Wanted: generic deep copy for clone()

T

Tim Tyler

: Tim Tyler wrote:

:> : Instead, the best way to go (IMO of course) is to make it as easy as
:> : possible to implement clone() according to the original plan. To that
:> : end, I provide you with the following code:
:>
:> That is - essentially - what I was visualising originally.
:>
:> I'm not quite sure what you are suggesting I was asking for -
:> but your code is basically what I was thinking of.

: Ah. I thought you wanted something like:

: Object result = ObjectUtil.clone(original);

: where the clone was no longer a method on Object, but rather a static
: piece of code that works the same way everywhere. [...]
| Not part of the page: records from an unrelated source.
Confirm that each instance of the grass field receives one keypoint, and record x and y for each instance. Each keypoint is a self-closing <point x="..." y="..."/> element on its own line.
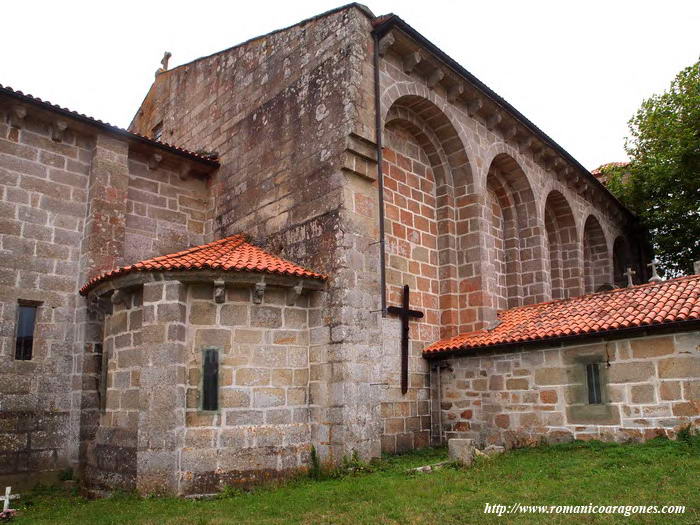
<point x="660" y="472"/>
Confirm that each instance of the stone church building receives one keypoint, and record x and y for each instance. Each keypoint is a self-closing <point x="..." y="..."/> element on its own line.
<point x="200" y="300"/>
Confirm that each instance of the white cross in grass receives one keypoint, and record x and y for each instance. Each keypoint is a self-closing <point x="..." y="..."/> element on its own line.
<point x="7" y="497"/>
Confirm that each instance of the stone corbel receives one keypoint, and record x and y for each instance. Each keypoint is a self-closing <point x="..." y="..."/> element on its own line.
<point x="493" y="121"/>
<point x="410" y="61"/>
<point x="509" y="132"/>
<point x="121" y="297"/>
<point x="385" y="44"/>
<point x="294" y="293"/>
<point x="525" y="144"/>
<point x="455" y="92"/>
<point x="185" y="171"/>
<point x="219" y="292"/>
<point x="17" y="116"/>
<point x="475" y="105"/>
<point x="259" y="292"/>
<point x="435" y="78"/>
<point x="58" y="128"/>
<point x="154" y="161"/>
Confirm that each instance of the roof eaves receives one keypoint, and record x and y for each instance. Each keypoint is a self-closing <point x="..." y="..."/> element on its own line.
<point x="35" y="101"/>
<point x="394" y="20"/>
: It's the aspect of removing control over cloning from the class itself
: that I was disagreeing with.

Yes - that would be dumb.

I can see how what I wrote can be read that way.

However, I just want to use the conventional cloning mechanism -
exactly as you suggest.
 
T

Tim Tyler

: Tim Tyler wrote:

:> : It appears that now I have two methods of doing what I asked after -
:> : all I have to do now if figure out the pros and cons of each one ;-)
:>
:> It seems to me a possible variant on this code would be to
:> catch what I presume is a RuntimeException at
:> the: f.setAccessible(true); line - and then catch the possible
:> IllegalAccessException and attempt access using get and set calls
:> based on the name of the field.
:>
:> That would help deal with the case where the SecurityManager chokes
:> on the setAccessible(true); line.

: That would be possible (incidentally, it throws a SecurityException,
: which is a subclass of RuntimeException). To me, that seems like it's
: crossing a line, making assumptions that the implementor followed the
: JavaBeans specification and that all important state is accessible
: through JavaBeans.

I agree it's not so neat.

So maybe the serialisation approach is better - because it will work in
managed environments - and unnecessarily writing code that won't work in
managed environments hinders code reuse.
 
T

Tim Tyler

: The code is roughly:

: public class DeepCloneFactory
: {
: public static Object deepClone(Object obj) throws Exception
: {
: ByteArrayOutputStream baos=new ByteArrayOutputStream();
: ObjectOutputStream oos=new ObjectOutputStream(baos);
: oos.writeObject(obj);
: oos.flush();
: oos.close();
: ByteArrayOutputStream bais=new ByteArrayInputStream(baos.toByteArray($
: ObjectInputStream ois=new ObjectInputStream(bais);
: obj=ois.readObject();
: ois.close();
: return obj;
: }
: }

I had a stab at fleshing this out a bit:

/**
* Deep clone an object
*
* To use this - use code such as:
*
* public Object clone() {
* return ObjectUtilities.clone(this);
* }
*
* @param object - object to be copied
* @return - a copy of the object
*/
public static Object clone(Object object) {
ByteArrayOutputStream baos = new ByteArrayOutputStream();

try {
ObjectOutputStream oos = new ObjectOutputStream(baos);
oos.writeObject(object);
oos.flush();
oos.close();
ByteArrayInputStream bais = new ByteArrayInputStream(baos.toByteArray());
ObjectInputStream ois = new ObjectInputStream(bais);
object = ois.readObject();
ois.close();
} catch (IOException e) {
throw new RuntimeException(e);
} catch (ClassNotFoundException e) {
throw new RuntimeException(e);
}

return object;
}

: Of course all of your objects must implement Serializable in order for
: this to work consistently.

Yes - failure to implement Serializable should really get a
runtime exception explaining exactly what has gone wrong.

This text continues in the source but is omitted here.